PE That’s experiencing the work.
RS You’re talking about the concept of the sublime. Methinks you’re a damn modernist. There’s a sublime moment in a lot of your works: something happens and the character will either have that sublime moment or turn away from it or die or something. What are your ideas on endings?
PE Things don’t end on bombast. You go to war, and it doesn’t end with huge explosions—it ends when you die or when you get to go home. And that’s a quiet personal thing, not something with bands playing and the world being right.
RS Or with you shooting the bad guy.
PE That’s right. It just ends. Every story can keep going. So might as well just stop in an open-ended way.
RS You pull the emergency brake when you end a book.
PE I hope it feels that way, because if you’re really into a world then you don’t want it to stop and anyplace it ends, it has to, in that way. You have to get off at some station. But I want to make novels as short as I can.
RS Why?
PE I love the economy. It’s so easy for me to go on and on, but I don’t like extraneous words. I really believe every word does work. And I don’t want to duplicate effort. I hate repeating myself. I take a certain amount of pride in having the work lean.
RS But you’re tackling really complex stuff in your work. You don’t think you’re giving your ideas short shrift?
PE You know, you don’t have to fill a gallon jug when you give a urine sample. Occam’s Razor is pretty sharp, and it cuts with both edges. The simplest explanation is usually the best, but I don’t seek to explain anything, and I’m not smart enough to have a full discussion. As a fiction writer, I just want to illuminate the fact that there is something to discuss. I’m not a superhero. I’m just the writer.
RS But there are certain books whose length is appropriate. Like Gravity’s Rainbow.
PE If the story that you have is that long, that’s the story you have. Write your story. You don’t start thinking, “I’m going to write a long novel.” You write a novel and it turns out that it’s long.

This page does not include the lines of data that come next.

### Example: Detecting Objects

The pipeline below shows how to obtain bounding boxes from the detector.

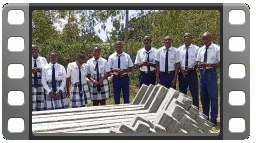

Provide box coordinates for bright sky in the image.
[54,10,144,41]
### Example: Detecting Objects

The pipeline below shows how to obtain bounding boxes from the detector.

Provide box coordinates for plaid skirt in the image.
[71,82,92,108]
[45,81,68,110]
[32,76,45,111]
[88,79,110,100]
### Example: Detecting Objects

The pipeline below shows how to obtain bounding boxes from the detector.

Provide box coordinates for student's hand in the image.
[49,91,55,99]
[92,80,98,86]
[36,68,42,72]
[112,68,119,72]
[156,77,160,84]
[118,69,125,75]
[182,70,188,77]
[140,61,148,67]
[32,68,37,74]
[198,63,208,68]
[145,61,150,66]
[53,92,61,100]
[172,78,177,87]
[67,91,70,97]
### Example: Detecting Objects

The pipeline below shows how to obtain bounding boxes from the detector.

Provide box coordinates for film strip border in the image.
[2,4,30,140]
[221,4,250,140]
[2,4,250,139]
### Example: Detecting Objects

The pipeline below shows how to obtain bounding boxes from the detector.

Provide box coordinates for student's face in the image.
[115,43,123,53]
[77,57,85,65]
[202,36,212,46]
[164,39,172,47]
[93,49,101,59]
[183,34,192,44]
[32,47,39,57]
[143,38,152,45]
[50,53,58,64]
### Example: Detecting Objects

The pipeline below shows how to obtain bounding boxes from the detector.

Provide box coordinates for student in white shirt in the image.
[32,45,48,111]
[134,36,157,87]
[156,36,180,89]
[66,53,91,108]
[197,32,220,126]
[87,47,110,106]
[42,52,68,110]
[178,33,199,108]
[108,41,133,104]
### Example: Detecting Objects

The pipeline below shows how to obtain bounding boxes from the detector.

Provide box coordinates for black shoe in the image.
[213,123,218,127]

RS Who are your peers? I don’t mean your contemporaries, but throughout the ages, who would you like to have been your peers? Who would you like to be compared with?

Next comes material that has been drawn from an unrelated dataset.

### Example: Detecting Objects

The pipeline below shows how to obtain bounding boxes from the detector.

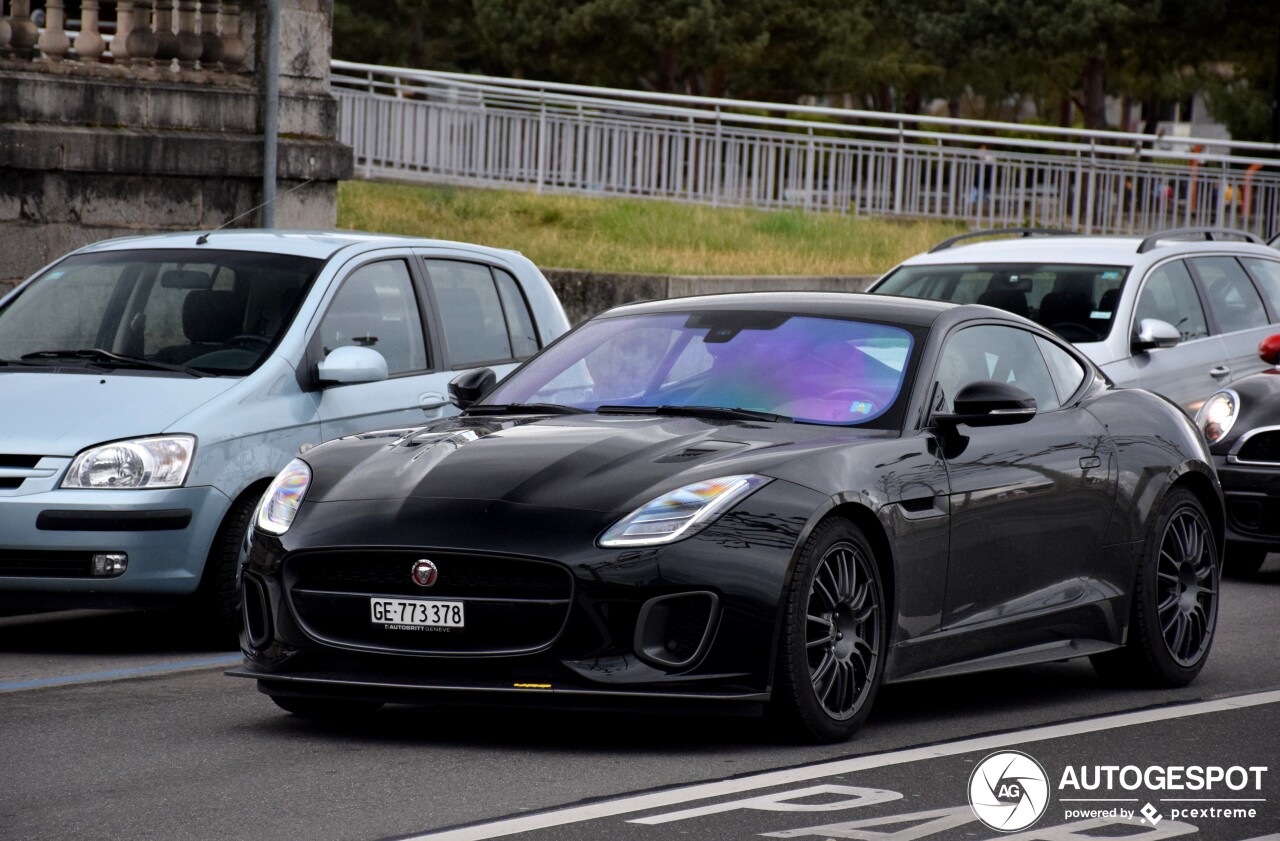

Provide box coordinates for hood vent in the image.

PE Well, I would love people to talk about my work with Sterne and Twain. Cervantes.
RS Who do you like?
PE I like such disparate writers. Gaddis. I love Howard Norman. Madison Bell. I like John Wideman. I’m interested in the boundaries between fiction and fact that he explores and seldom successfully handles, really—but the experiment of it is marvelous.
RS You tend to do a lot of that, too, in certain places.
PE I don’t do the autobiographical deal. I mean, I show up in the Strom Thurmond book, but that’s just a different sort of work.
RS All your stuff is kind of unreliable in that way.
PE Well, the world is unreliable. I’m just trying to give you the real thing.
RS Why do you publish most of your stuff with small presses?
PE I like small presses. They keep you in print longer, they treat you better and they talk about literature instead of money. I don’t need money, so I go with places where literature is important. Plus I love my editor at Graywolf. I’ve been with Fiona McCrae for six books and she’s a terrific editor and I like my relationship with her. I try to keep something with Graywolf even though my next novel and the last two novels didn’t go with them. They’re doing a book of my stories in November. Erasure did well with the University Press of New England, which took a chance with it.
RS It was hilarious seeing your book among titles about reconstructing womanhood in eighteenth-century New Hampshire.
PE I loved it, it’s terrific. All the other houses ran away from it because they were afraid of some backlash. It turned out there was no backlash; everybody got in line. I really wanted to piss somebody off.
RS Well, I think you pissed off Oprah!
PE You can’t piss off illiterate people with a book. And so then the same people who had been afraid of it lined up to see the paperback run. It was stupid.
RS You have the most interesting relationship to publishing of any writer I know. Just in the sense that it all seems to bounce off you.
PE I really don’t care. As long as I’m dealing with people I think are serious, I’m happy.